The RNA sequencing from samples cultured in normal culturing condition and in nitrogen-starvation (3 biological replicates each) yielded 232,474,767 paired-end reads (2 × 100 bp) corresponding to 46.5 Gbp of sequence data. A combined de novo assembly strategy, involving different transcriptome assemblers, was employed to maximize the comprehensiveness of the reconstructed transcriptome. Actually, even when starting from the same sequences and similar parameters, the output of different assemblers can be quite different, and it is well recognized that different assemblers are more efficient at reconstructing different sets of sequences87,88. In particular, Trinity and Velvet/Oases assemblers were used implementing a range of k-mer sizes to generate many sequences that were then pooled into a super-set of 883,121 putative transcripts (Supplementary Table S6 and Supplementary Fig. S4).

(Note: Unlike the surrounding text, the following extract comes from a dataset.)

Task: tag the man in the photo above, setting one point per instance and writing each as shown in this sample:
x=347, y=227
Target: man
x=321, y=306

After clustering with an identity threshold of 95% and removal of redundant sequences a total of 112,530 putative transcripts were obtained. Of the initial reads 98% could be mapped to the assembled putative transcripts. To increase the confidence of the assembly only putative transcripts covered by at least 100 paired-end reads in at least one of the biological replicates were considered in the following analyses. A total of 70,787 putative transcripts with an average length of 2055 bp were obtained (Table 1).

Table 1 Summary statistics of putative transcripts assembly.

A sequence similarity search was performed against the Swiss-Prot database (E-value < 1e−05) using the BLASTx algorithm and 23,076 (33%) putative transcripts showed significant sequence similarity. Moreover, to provide a functional classification putative transcripts were mapped to Gene Ontology (GO) terms (Fig. 1). GO terms were assigned to 25,361 (35.8%) putative transcripts. Cellular process (15,861 putative transcripts) and metabolic process (14,154 putative transcripts) were the most highly represented groups. Genes involved in other important biological processes such as response to stimulus (8336 putative transcripts) and signaling (5606 putative transcripts) were also highly represented. Functional categories were also deeply investigated by using the Kyoto Encyclopedia of Genes and Genomes (KEGG) annotation. Using the KEGG pathway classification, 135 metabolic pathways were found (Supplementary Table S7). Of these, the biosynthesis of antibiotics pathway (Pathway ID map01130), was the one with the highest number of enzymes associated to it (135). Other highly represented pathways were purine metabolism (map00230), amino sugar and nucleotide sugar metabolism (map00520), cysteine and methionine metabolism (map00270), starch and sucrose metabolism (map00500) and pyrimidine metabolism (map00240).

Figure 1
figure 1

Histogram of GO classifications of Amphidinium carterae putative transcripts. Results are summarized for the three main GO categories: biological processes, cellular component and molecular function. The y-axis indicates the percentage of sequences for each category.

Benchmarking Universal Single-Copy Orthologs (BUSCOs) are ideal for quantification of completeness of a genome, annotation or transcriptome89. Analysis with BUSCO software (v3.0.0) performed using eukaryote dataset (odb9) identified 72.4% of 303 BUSCOs (68.4% complete; 4% fragmented) suggesting a large portion of the transcriptome was represented with mostly full length transcripts (Supplementary Table S8).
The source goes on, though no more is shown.